Introduction

Regression analysis is a set of statistical processes for estimating the relationships among variables. It includes many techniques for modeling and analyzing several variables, when the focus is on the relationship between a dependent variable and one or more independent variables (or ‘predictors’).

For example

Find out the effect of land area and building area on house prices in the Kuningan region (Multiple Linear Regression)
Find out the effect of allowance and GPA on cum laude predicate (yes or no) ? (Binary Logistic Regression)
Find out the effect of math score and learning program on the number of days in which students are absent from senior high school 123 ?

Some Types of Regression

Why OLS is not Suitable for Discrete Data ?

Let’s see the extreme example below !

Suppose I have data of 20 different visitors who have shopped at store A. Then I want to predict how many times visitors arrive based on the amount of money spent on shopping at store A?

Target variable (y) : Count of times a visitor arrived

Predictor Variable (x) :
Total costs (Rupiah-Indonesian) incurred for shopping at the store A

storeA <- data.frame(visitor=c(2,1,1,1,2,2,2,2,2,1,1,1,1,1,2,2,2,2,2,1),
                    cost=c(52034, 83432, 80241, 52949, 55876, 70292, 30077, 69195, 60991, 46161, 57759, 30648,77724 , 73404, 36850, 42691, 64087, 84858, 70533, 62188))
head(storeA)

#>   visitor  cost
#> 1       2 52034
#> 2       1 83432
#> 3       1 80241
#> 4       1 52949
#> 5       2 55876
#> 6       2 70292

I am trying to build a linear regression model using the lm function in R.

modelols1 <- lm(visitor~cost, storeA)
summary(modelols1)

#> 
#> Call:
#> lm(formula = visitor ~ cost, data = storeA)
#> 
#> Residuals:
#>     Min      1Q  Median      3Q     Max 
#> -0.6809 -0.5033  0.3316  0.4574  0.5600 
#> 
#> Coefficients:
#>               Estimate Std.
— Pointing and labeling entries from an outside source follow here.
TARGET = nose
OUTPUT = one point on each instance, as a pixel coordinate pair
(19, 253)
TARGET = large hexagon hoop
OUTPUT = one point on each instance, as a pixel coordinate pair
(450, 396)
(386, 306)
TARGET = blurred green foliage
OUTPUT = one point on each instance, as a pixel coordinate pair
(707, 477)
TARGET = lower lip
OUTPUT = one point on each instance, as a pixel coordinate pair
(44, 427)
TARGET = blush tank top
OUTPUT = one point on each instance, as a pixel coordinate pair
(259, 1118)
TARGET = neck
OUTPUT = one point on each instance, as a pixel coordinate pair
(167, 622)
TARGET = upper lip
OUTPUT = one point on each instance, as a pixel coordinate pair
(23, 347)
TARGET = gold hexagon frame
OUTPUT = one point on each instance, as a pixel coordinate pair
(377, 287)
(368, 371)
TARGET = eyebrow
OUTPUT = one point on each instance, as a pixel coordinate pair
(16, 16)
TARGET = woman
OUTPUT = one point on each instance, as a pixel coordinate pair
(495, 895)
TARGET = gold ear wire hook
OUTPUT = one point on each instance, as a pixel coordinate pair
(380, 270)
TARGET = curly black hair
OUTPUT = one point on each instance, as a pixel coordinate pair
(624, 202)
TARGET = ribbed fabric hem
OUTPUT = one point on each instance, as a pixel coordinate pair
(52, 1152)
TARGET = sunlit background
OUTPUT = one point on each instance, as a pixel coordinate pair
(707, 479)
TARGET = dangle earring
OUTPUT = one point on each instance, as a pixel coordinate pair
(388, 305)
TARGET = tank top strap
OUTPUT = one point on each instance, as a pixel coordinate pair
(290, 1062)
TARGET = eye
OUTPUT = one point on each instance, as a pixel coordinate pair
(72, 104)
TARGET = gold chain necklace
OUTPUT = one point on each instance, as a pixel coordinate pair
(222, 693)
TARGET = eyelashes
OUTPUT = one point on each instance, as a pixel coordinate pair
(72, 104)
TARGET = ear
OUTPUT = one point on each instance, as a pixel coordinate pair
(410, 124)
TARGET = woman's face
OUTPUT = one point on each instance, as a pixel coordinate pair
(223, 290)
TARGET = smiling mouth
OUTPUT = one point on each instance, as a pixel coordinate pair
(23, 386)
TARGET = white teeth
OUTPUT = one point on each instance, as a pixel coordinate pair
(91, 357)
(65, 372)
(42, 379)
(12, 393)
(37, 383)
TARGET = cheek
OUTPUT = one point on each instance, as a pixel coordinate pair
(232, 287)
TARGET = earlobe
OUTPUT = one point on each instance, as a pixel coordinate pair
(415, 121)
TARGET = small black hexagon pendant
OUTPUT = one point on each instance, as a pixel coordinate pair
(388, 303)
Error t value Pr(>|t|)    
#> (Intercept)  1.817e+00  4.432e-01   4.100 0.000673 ***
#> cost        -4.444e-06  7.118e-06  -0.624 0.540251    
#> ---
#> Signif. codes:  0 '***' 0.001 '**' 0.01 '*' 0.05 '.' 0.1 ' ' 1
#> 
#> Residual standard error: 0.5188 on 18 degrees of freedom
#> Multiple R-squared:  0.0212,	Adjusted R-squared:  -0.03318 
#> F-statistic: 0.3898 on 1 and 18 DF,  p-value: 0.5403

From the summary modelols above, it can be seen that modelols has an R-squared of only 2.12% and the variable cost is not significant to the model.
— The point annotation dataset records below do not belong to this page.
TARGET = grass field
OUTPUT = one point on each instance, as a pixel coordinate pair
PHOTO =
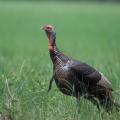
(89, 32)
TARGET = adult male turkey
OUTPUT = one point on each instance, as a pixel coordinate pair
(78, 79)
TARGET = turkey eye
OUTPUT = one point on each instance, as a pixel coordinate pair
(48, 28)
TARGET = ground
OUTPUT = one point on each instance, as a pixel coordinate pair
(89, 32)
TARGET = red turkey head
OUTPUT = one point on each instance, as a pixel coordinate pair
(49, 29)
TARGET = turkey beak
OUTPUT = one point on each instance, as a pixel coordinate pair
(42, 28)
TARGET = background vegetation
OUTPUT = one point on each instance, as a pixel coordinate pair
(86, 31)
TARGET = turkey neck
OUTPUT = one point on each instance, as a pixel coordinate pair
(57, 57)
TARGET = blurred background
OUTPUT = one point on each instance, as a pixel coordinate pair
(86, 30)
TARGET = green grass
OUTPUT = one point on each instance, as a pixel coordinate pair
(89, 32)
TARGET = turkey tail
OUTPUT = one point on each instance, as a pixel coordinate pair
(110, 103)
plot(storeA$cost, storeA$visitor)
abline(modelols1$coefficients[1], modelols1$coefficients[2], col="red")

The red line in the visualization above is the line of the regression model. And the model formed is

$$visitor = 1.817059368-{0.000004444}\times{cost}$$

If Ani shopping in shop A with the amount of Rp. 422,000 : then how many times did Ani’s prediction come?
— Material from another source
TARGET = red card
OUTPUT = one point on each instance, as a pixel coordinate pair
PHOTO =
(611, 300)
predict(modelols1, data.frame(cost=c(422000)))

#>           1 
#> -0.05814847

Based on the prediction results above, Ani came to shop A is -0.6 times.
Does it make sense ?

Poisson Regression

In statistics, Poisson regression is a generalized linear model form of regression analysis used to model count data and contingency tables. Poisson regression assumes the response variable Y has a Poisson distribution, and assumes the logarithm of its expected value can be modeled by a linear combination of unknown parameters. A Poisson regression model is sometimes known as a log-linear model, especially when used to model contingency tables.

Poisson regression models are generalized linear models with the logarithm as the (canonical) link function, and the Poisson distribution function as the assumed probability distribution of the response.

Where Poisson Regression is Applicable?

1. The target variable is taking positive integer values like :

Count of complete network failure in a year for a big size tech firm.
Number of families visiting a restaurant in a giver hour.
Number of accident claims being made by car insurance holder in a year.
Expected number of credit cards a customer may have?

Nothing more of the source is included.